The Forex market is the largest financial market in the world. This is where the exchange between different currencies is conducted.
More than 5 trillion US dollars are transacted through the FX market each day.
Currencies are exchanged for all kinds of reasons – from an online purchase of goods from another country, to speculating on the price for profit. Speculation is what makes up the larger part of the daily forex volume.
The forex market is a modern creation.
Although currencies have been exchanged for centuries, the concepts of the forex market were laid with the Bretton Woods agreement in 1944. Then 44 countries pegged their currencies to the US dollar and the gold. The accords established two institutions that are still operational today – the International Monetary Fund (IMF) and the International Bank for Reconstruction and Development (IBRD), which today is part of the World Bank Group. In the period 1971-1973 the Bretton Woods system was ended, and the gold peg was abandoned. Many currencies became free-floating, which meant that supply and demand for the currencies were what defined their value.
The first step towards the digitalization of the forex market was the development of the electronic dealing platforms. In the beginning they were available to banks only, so investors were restricted to accessing the forex market via their bank provider. The rapid development of computer and communication technologies, however, gave rise to a decentralized over the counter (OTC) market, available to everyone, while requiring a little more than a good internet connection.

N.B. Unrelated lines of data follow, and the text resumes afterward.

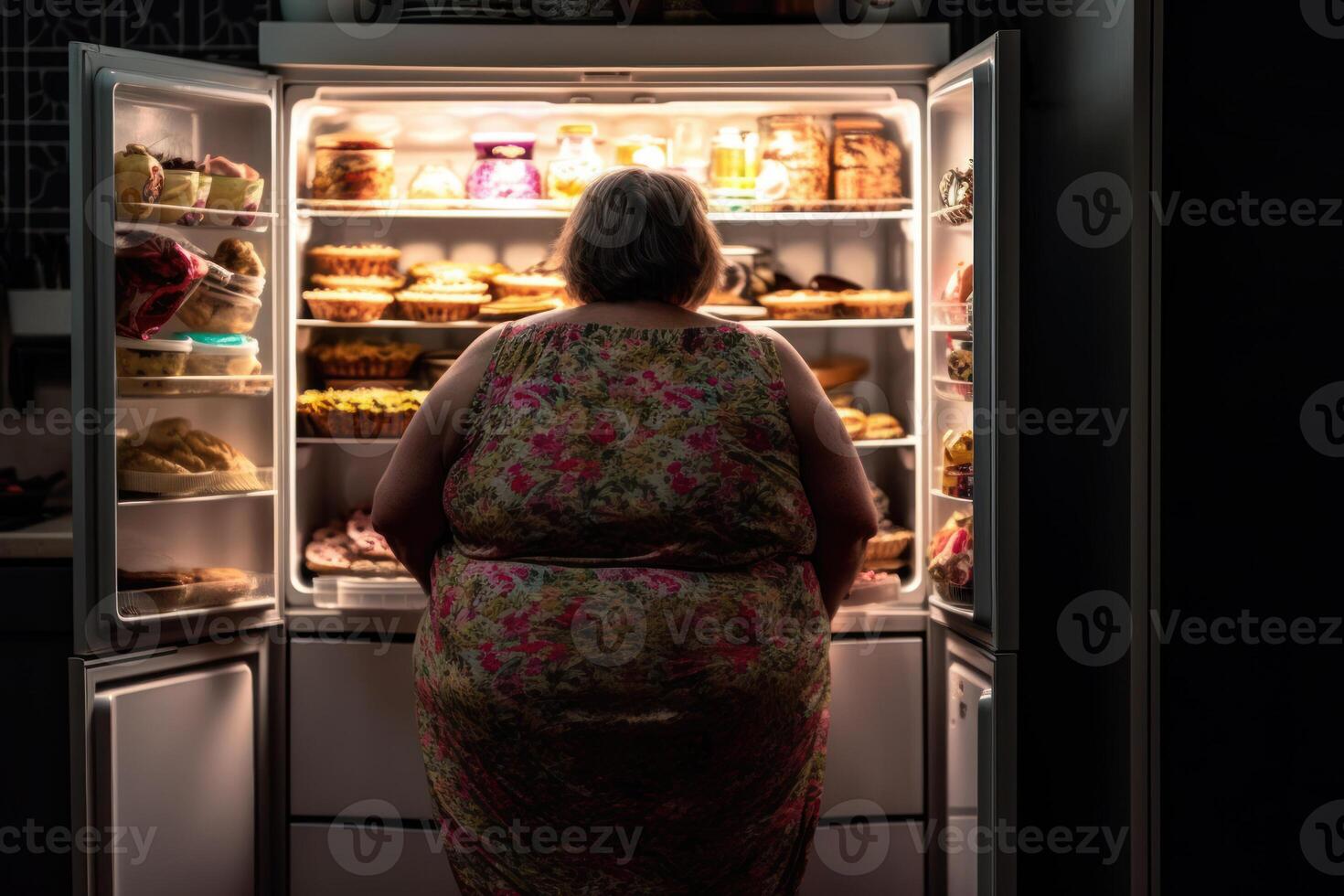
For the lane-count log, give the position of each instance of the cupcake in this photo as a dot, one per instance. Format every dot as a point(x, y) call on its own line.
point(801, 304)
point(234, 188)
point(347, 305)
point(368, 260)
point(139, 180)
point(441, 301)
point(875, 303)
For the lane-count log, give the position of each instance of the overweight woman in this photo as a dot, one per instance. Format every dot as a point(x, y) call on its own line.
point(635, 523)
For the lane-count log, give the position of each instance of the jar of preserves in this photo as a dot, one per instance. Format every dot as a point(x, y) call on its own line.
point(504, 166)
point(795, 160)
point(867, 163)
point(577, 165)
point(641, 149)
point(351, 165)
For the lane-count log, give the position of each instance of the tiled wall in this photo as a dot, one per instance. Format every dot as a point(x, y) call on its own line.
point(34, 197)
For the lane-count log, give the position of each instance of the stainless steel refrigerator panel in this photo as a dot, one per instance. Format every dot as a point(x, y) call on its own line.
point(875, 752)
point(352, 732)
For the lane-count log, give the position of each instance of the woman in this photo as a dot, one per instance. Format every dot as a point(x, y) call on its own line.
point(635, 523)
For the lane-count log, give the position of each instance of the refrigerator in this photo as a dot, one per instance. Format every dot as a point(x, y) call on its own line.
point(283, 715)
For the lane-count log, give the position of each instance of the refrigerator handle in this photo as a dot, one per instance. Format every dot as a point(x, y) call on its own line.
point(986, 793)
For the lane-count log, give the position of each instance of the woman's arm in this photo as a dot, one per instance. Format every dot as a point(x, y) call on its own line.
point(832, 475)
point(409, 501)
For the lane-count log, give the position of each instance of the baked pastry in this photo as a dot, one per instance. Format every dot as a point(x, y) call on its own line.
point(509, 309)
point(347, 304)
point(960, 285)
point(875, 303)
point(445, 269)
point(383, 283)
point(854, 421)
point(801, 304)
point(240, 257)
point(436, 182)
point(837, 369)
point(527, 285)
point(366, 260)
point(139, 180)
point(362, 412)
point(883, 426)
point(443, 300)
point(957, 191)
point(365, 360)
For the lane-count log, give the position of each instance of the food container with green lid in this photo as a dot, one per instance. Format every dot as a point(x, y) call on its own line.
point(152, 357)
point(222, 355)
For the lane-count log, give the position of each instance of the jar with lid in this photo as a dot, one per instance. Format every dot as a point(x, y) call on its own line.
point(504, 166)
point(577, 165)
point(730, 166)
point(795, 160)
point(867, 163)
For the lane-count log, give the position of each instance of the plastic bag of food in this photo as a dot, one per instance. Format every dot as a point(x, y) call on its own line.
point(155, 275)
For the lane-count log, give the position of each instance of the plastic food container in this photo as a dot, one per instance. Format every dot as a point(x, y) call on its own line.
point(152, 357)
point(222, 355)
point(951, 315)
point(212, 309)
point(960, 360)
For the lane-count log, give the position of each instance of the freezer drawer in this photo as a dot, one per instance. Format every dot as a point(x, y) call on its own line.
point(878, 859)
point(352, 730)
point(875, 752)
point(171, 753)
point(348, 860)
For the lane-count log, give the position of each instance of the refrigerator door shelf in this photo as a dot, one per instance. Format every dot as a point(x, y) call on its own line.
point(974, 123)
point(188, 109)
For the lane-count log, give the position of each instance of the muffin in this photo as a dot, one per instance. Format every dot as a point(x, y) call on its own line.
point(801, 304)
point(347, 305)
point(366, 260)
point(874, 304)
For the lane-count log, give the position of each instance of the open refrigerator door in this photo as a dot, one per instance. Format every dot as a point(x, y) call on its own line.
point(176, 343)
point(971, 338)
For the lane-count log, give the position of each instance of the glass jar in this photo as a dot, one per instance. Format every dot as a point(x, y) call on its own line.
point(504, 166)
point(867, 163)
point(641, 149)
point(795, 160)
point(730, 166)
point(577, 165)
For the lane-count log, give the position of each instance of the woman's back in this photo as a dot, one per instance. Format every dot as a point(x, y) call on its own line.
point(606, 445)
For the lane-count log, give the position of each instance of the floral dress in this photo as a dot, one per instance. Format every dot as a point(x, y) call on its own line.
point(621, 678)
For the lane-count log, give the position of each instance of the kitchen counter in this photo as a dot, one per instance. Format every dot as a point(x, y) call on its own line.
point(48, 540)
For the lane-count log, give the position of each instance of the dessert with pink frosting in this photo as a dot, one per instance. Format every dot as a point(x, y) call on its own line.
point(235, 188)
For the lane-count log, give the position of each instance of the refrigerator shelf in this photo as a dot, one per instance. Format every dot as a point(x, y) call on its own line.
point(953, 389)
point(839, 323)
point(340, 211)
point(260, 225)
point(194, 498)
point(256, 386)
point(254, 592)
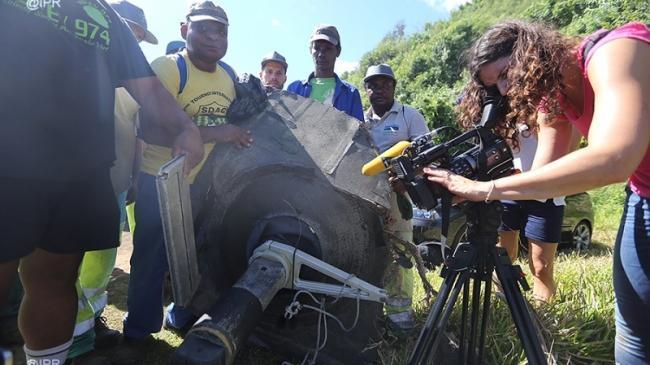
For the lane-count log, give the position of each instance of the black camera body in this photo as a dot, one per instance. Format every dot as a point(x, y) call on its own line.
point(488, 158)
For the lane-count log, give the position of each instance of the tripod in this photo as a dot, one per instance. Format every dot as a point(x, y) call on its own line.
point(471, 266)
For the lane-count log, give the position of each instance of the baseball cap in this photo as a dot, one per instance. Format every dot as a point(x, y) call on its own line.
point(133, 15)
point(326, 32)
point(379, 70)
point(206, 10)
point(275, 57)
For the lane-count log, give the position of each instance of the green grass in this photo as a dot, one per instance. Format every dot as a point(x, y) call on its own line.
point(579, 323)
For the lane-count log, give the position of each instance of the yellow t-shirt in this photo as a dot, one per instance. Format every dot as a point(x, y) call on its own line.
point(206, 98)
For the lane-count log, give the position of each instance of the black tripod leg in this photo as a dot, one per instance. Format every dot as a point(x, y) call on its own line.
point(462, 350)
point(518, 310)
point(438, 317)
point(476, 300)
point(484, 318)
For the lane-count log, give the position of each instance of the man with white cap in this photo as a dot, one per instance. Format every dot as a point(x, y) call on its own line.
point(203, 86)
point(58, 199)
point(389, 122)
point(274, 71)
point(323, 84)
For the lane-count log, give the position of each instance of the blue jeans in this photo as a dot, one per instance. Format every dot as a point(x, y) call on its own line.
point(632, 282)
point(148, 266)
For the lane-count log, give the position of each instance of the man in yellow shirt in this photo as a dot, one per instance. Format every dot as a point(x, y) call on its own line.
point(204, 88)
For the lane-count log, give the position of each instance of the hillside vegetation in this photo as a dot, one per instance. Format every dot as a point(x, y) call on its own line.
point(429, 65)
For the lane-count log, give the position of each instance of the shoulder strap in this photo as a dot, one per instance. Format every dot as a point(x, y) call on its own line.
point(593, 39)
point(182, 71)
point(229, 70)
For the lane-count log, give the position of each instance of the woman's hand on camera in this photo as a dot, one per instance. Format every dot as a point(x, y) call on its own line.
point(459, 185)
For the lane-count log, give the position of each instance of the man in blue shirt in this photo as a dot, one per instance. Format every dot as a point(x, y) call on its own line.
point(323, 84)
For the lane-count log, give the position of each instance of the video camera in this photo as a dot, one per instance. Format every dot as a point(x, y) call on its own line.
point(488, 158)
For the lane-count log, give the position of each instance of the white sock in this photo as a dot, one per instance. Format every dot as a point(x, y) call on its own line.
point(52, 356)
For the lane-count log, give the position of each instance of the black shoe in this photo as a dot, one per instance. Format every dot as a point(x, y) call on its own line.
point(105, 337)
point(131, 351)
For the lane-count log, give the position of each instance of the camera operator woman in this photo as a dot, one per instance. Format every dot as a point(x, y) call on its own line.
point(601, 86)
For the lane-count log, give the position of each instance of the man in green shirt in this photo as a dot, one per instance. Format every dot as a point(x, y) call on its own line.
point(323, 84)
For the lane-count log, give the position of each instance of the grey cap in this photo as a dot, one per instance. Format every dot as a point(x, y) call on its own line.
point(379, 70)
point(275, 57)
point(133, 15)
point(326, 32)
point(206, 10)
point(174, 47)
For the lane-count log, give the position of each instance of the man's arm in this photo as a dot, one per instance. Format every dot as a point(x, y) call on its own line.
point(163, 122)
point(356, 109)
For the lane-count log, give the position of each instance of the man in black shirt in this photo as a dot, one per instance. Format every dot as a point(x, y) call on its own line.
point(62, 62)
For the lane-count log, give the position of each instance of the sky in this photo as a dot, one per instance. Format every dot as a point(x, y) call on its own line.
point(258, 27)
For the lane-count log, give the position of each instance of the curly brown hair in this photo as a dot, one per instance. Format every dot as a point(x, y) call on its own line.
point(537, 57)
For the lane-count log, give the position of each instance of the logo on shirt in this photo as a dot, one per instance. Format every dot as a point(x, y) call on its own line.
point(213, 108)
point(34, 5)
point(391, 128)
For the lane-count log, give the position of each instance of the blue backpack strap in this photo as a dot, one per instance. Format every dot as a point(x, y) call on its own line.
point(229, 70)
point(182, 71)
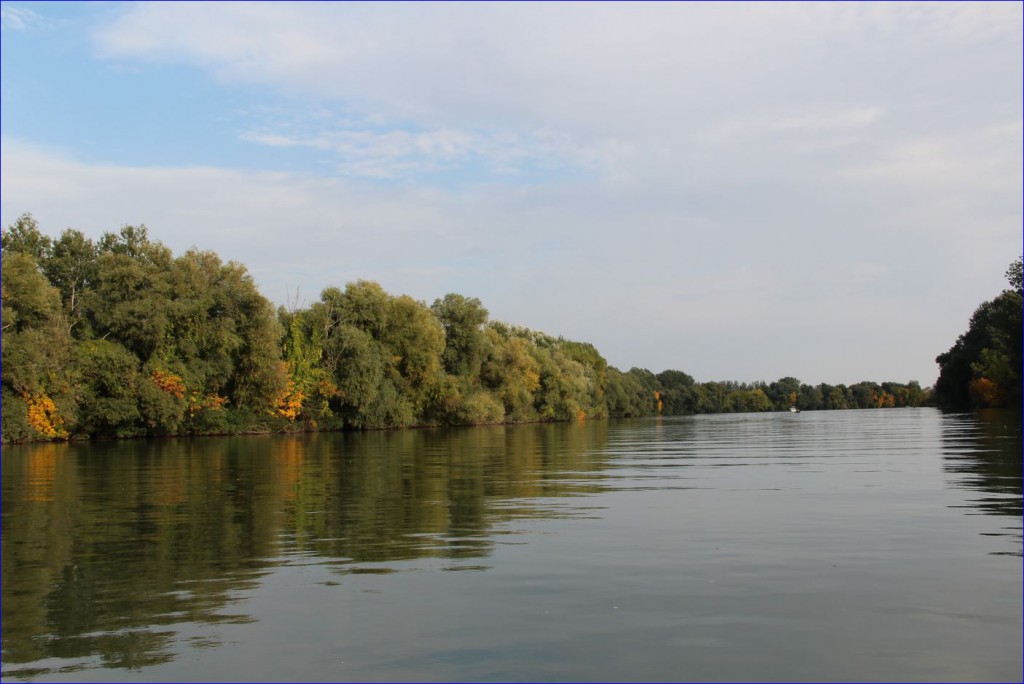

Today, a growing share of trades is carried out by independent investors who participate in the market, alongside the big players, to make use of this fast-evolving environment. The FX market is the ultimate place to speculate. Unlike other markets, like the stock market, you don’t have to buy / own an asset in order to sell it. The forex gives the freedom to trade in both directions, and only the sky (and the funds in your trading account) is the limit.
The forex market is the most liquid financial market in the world.
Liquidity is measured by the volume available for trading at any given moment. The more liquid the market is, the easier and better the trading conditions are. In more liquid markets volatility is lower, which means that prices are less likely to make sudden moves in some direction. This is because the sheer volume and the depth of the market (the outstanding buy and sell orders) reduce the influence of large orders on the prices.
There is no physical location for the forex market.
It is comprised of a global network of computers, brokers and liquidity providers. There is no central authority to control the market participants, but there are regulations that govern the processes.
All this has led to the development of a competitive, ever-evolving market that provides easy access, comfortable trading platforms, plenty of products, fast order execution, reasonable costs and commissions.